BY MICHAEL THOMAS
So, your company has allowed you to work from home for the last two years now, and you were very excited about this move until you found out that you now live with the boss over your shoulder in your own house.
It is said that everything in life comes with a price tag attached, and from the findings of this deal it looks like even working from home has its pitfalls. It’s all for your safety according to these companies that spend millions to make sure that you are indeed working.
It has been proven now that more and more companies have been using high-tech software to look over their employee’s shoulders in real-time.
Brian Kropp, Vice President of Research, Gartner said, “One of the biggest concerns that executives had when the pandemic first started is that we’re going to move all of these employees to work from home, and all that’s going to happen is that they’re going to take naps during the day.”
Here are some of the things that these companies’ spyware or software looks for.
Different ways just to measure activity; when did you log in? When did you log off? Who are you emailing? What sort of websites are you going to?

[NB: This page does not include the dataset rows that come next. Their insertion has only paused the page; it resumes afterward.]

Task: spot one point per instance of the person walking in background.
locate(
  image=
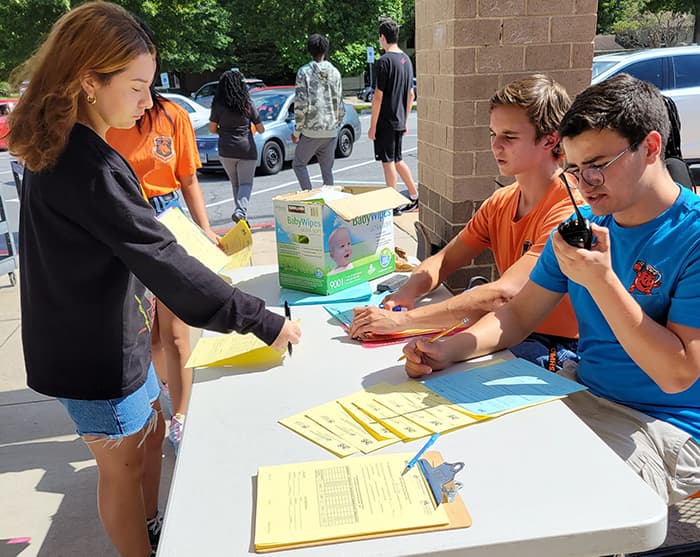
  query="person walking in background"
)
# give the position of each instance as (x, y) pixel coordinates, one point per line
(162, 151)
(318, 112)
(514, 223)
(391, 105)
(233, 115)
(90, 248)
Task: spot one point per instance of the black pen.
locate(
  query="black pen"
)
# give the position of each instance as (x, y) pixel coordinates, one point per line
(288, 315)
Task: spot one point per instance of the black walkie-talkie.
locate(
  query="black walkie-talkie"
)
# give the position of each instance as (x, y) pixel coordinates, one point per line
(577, 232)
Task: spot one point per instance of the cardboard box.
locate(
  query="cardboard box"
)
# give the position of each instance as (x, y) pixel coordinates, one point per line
(328, 240)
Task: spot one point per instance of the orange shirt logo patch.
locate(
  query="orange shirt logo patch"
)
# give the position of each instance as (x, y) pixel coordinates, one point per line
(163, 148)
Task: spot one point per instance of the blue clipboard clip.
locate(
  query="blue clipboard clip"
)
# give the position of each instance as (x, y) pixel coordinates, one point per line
(441, 479)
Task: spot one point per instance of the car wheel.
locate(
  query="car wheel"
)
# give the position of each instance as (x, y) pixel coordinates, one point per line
(344, 146)
(272, 159)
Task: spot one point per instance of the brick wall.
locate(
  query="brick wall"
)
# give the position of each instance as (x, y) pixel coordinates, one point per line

Using your camera on your laptop to track your facial expressions, what you’re doing, trying to get feedback from what you’re looking at and what your face is expressing, and it might interest you to know that companies are looking to tell if you’re frustrated, if you’re tired, or if you’re asleep.
Before the pandemic, Kropp estimates that less than 30% of the bigger companies aka the Fortune 1000 companies have been using some sort of tracking software, but that number has jumped to 60%, according to Kropp.
On a lighter note, employees are trying very hard to outwit the technology, as global sales of employee-monitoring technology are at an all-time high and could reach almost $7 billion by the next five years.
While employers have a right to view what you do on company time, employees need to be aware that if the company provided the cell phone, they are using that company can know exactly where they are.
Albert Fox Cahn a lawyer, an activist on privacy and technology issues, and founder of the Surveillance Technology Oversight Project, also known as STOP, says laws have failed to keep up with the threat to privacy surveillance tools pose.
As we speak, seven states including New York have laws overseeing employee monitoring, and these laws range from simply informing employees they are subject to surveillance, to outlawing non-consensual home surveillance and biometrics.
Cahn said that storing all this data could cause companies to face huge liabilities especially as data is usually susceptible to hackers.
Some still believe that what these companies are doing is not all that bad and maybe good for the employees in the end.
For instance, if an employee is overworked, this data can help the company to reduce his or her workload, if another is very creative or innovative, he or she can be rewarded by the company for his or her efforts.
When all is said and done there are serious downsides to this practice, as Cahn revealed, “Biometric data can be re-sold.” That’s the information about any part of our body: our face, our iris, and our retina, even the way we walk. There are facial recognition vendors that are collecting not millions, but billions of photos of all of us to create tracking tools that they can sell to police, sell to corporate customers, and sell to anyone willing to pay. There is a risky downside to the company acting like Big Brother.
As the older folks would say, “Fire can be a good servant, but a bad master.” It all depends on the purpose it is being used for.